When it comes to adapting novels into movies, there are a number of problems the initial screenwriter and subsequent filmmakers must face and/or overcome. There's the obvious fact that novels are often internally based while movies rarely get inside their characters' heads. Since everyone brings something different to any given novel while reading it, it's difficult for movies to capture that. Thus, they often disappoint fans of the literary work.
Another major dilemma is that most movies are limited in a temporal sense, where 90, 120 or even 180 minutes isn't enough time to cover everything that can and often does occur in novels. Accordingly, some cinematic adaptations feel episodic, truncated or shortchanged when it comes to their storytelling.
Having not read Stephen King's "Hearts in Atlantis," I can't say whether that's the cause of its big screen adaptation feeling that way, but it does. Thankfully, it's not a debilitating setback as the film is easy to watch and features some terrific moments and performances. Yet, the feeling that something is missing or has been left out, along with one other problem, prevent the film from being as great as it could have been, and often seems like it will be, as it unfolds.
Taking the title from King's work but the plot from the novella, "Low Men in Yellow Coats," and the concluding story, "Heavenly Shades of Night are Falling," from the main novel, screenwriter William Goldman ("Heat," "All the President's Men") and director Scott Hicks ("Snow Falling on Cedars," "Shine") benefit from King's storytelling prowess, particularly in short story form.
In fact, the novelist's non-horror short stories - "Rita Hayworth and the Shawshank Redemption" ("The Shawshank Redemption") and "The Body" ("Stand By Me") - have usually fared better than adaptations of his long-form, horror-based works such as "Cujo" or "Pet Sematary." That's certainly the case here in this period story about a young boy's loss of innocence.
Whether it's King's original words or Goldman's take on them, the film has some wonderful and poignant moments of dialogue, and perfectly captures the spirit and essence of both late childhood and the 1960s. Of course, some/much of that also must be attributed to director Hicks, as he takes the writers' words and turns them into something magical and nostalgic, while the terrific score by composer Mychael Danna ("The Ice Storm," "The Sweet Hereafter") nicely adds to the film's tone.
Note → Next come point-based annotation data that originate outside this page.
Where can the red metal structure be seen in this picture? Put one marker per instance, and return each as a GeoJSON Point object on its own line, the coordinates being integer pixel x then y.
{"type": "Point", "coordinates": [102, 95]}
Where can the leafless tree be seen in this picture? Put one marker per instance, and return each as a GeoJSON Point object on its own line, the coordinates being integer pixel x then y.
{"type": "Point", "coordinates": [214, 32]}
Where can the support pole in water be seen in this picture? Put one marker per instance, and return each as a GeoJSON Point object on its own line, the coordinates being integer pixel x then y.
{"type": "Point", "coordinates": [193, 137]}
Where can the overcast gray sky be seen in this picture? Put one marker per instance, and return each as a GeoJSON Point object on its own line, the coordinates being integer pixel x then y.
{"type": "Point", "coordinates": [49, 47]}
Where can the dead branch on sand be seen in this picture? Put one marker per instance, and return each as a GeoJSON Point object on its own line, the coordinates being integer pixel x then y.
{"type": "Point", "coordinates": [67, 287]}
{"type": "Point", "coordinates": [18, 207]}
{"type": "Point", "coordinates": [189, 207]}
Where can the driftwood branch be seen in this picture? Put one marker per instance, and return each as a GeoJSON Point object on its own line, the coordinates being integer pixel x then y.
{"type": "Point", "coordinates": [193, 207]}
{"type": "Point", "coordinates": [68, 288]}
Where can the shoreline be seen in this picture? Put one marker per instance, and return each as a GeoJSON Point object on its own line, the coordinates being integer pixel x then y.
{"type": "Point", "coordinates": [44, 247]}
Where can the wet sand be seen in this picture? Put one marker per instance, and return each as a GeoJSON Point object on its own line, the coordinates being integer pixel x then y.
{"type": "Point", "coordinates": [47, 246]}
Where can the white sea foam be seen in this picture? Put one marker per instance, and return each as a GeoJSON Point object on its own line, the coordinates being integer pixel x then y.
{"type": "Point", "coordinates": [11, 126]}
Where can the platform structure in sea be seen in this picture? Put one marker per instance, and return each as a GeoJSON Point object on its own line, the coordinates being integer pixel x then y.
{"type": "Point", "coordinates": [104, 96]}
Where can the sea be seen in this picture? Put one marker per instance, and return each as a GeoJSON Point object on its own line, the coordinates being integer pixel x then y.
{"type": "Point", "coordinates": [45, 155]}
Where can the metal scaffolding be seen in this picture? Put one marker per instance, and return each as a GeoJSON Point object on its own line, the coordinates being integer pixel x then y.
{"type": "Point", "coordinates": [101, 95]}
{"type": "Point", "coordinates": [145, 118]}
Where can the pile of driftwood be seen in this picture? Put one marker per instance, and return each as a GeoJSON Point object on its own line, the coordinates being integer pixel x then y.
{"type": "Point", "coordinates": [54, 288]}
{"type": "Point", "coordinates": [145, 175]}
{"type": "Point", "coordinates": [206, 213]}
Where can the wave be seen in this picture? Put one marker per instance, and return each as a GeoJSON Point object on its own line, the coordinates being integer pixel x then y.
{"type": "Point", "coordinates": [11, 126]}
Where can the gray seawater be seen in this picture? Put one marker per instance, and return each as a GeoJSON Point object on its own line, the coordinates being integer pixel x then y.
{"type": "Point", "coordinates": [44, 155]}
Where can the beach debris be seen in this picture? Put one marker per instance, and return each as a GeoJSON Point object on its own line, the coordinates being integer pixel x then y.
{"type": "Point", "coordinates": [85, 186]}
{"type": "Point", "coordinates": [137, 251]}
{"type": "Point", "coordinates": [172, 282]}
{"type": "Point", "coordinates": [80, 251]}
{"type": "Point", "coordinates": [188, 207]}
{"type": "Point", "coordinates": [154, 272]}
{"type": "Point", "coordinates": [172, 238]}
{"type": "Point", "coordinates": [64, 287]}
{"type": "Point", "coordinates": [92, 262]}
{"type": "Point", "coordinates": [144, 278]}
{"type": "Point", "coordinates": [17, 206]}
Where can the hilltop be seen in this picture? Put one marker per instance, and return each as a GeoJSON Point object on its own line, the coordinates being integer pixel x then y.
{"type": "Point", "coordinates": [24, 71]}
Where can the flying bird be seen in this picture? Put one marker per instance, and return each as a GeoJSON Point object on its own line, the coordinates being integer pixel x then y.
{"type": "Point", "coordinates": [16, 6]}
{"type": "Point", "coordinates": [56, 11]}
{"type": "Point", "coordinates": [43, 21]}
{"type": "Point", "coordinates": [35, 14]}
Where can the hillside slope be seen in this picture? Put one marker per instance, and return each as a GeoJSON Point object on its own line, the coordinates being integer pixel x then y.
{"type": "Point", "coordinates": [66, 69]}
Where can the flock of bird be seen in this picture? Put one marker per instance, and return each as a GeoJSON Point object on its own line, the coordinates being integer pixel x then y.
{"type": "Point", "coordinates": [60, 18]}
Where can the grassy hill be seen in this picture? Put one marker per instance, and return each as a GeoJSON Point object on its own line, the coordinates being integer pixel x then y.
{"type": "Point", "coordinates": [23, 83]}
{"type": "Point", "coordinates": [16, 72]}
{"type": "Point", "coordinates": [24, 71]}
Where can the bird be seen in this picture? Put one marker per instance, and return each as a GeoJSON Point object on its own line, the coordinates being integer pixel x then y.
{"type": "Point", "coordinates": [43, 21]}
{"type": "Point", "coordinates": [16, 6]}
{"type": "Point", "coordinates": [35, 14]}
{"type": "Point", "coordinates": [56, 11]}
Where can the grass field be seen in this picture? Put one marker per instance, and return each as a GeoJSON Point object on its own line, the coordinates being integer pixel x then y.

The film also benefits from some terrific performances. To no one's surprise, Anthony Hopkins ("Hannibal," "Meet Joe Black") is superb once again, this time playing the mysterious but wise stranger with intriguing powers both from a supernatural and human observational standpoint.
Anton Yelchin ("15 Minutes," "Along Came a Spider") is quite good as the young protagonist, with David Morse ("Proof of Life," "The Green Mile") being appropriately somber and reflective as that character at an adult age in the film's contemporary, bookend moments. Hope Davis ("Arlington Road," "Next Stop Wonderland") does a good job portraying the self-centered mother, but it's little Mika Boorem ("The Patriot," "Along Came a Spider") who steals every scene in which she appears while playing the young protagonist's best friend.
Now for the problems that don't derail the production, but do prevent it from being the perfect bit of storytelling it initially appears it will be. For starters, and despite beginning with news of the death of one of the protagonist's childhood friends, the film focuses little on the character of Sully - played by Will Rothhaar ("Jack Frost," "Mighty Joe Young"). While I understand that the death is the catalyst for the real story that's to follow, it seems odd that the character gets little attention or screen time.
That, of course, adds to the film's truncated feel, as if that character and other material were perhaps explained and/or explored to a greater degree in the literary work, but not here. Related problems include certain developments that felt too rushed for the film's overall tone and pacing, and thus come off like certain parts leading up to them were omitted or abridged.
The film's biggest problem, however, and what could have been its strong point, is its supernatural element. Not only is that never fully explored, but its eventual disclosure also casts somewhat of a dim shadow over the proceedings. While that element is what initially makes the film intriguing and has made King's stories perpetual bestsellers, it's somewhat like "The Green Mile" where the supernatural material feels incongruous and/or somewhat cheapens what was built up to that point once it rears its head.
Like the film's other minor problems, though, it's not a debilitating fault and certainly is far from a fatal blow. Yet, it does prevent the film from being great, as the picture doesn't fully recover from the revelation, as did "Green Mile." Nevertheless, much of what's present is still quite good, intriguing and near always engaging to watch.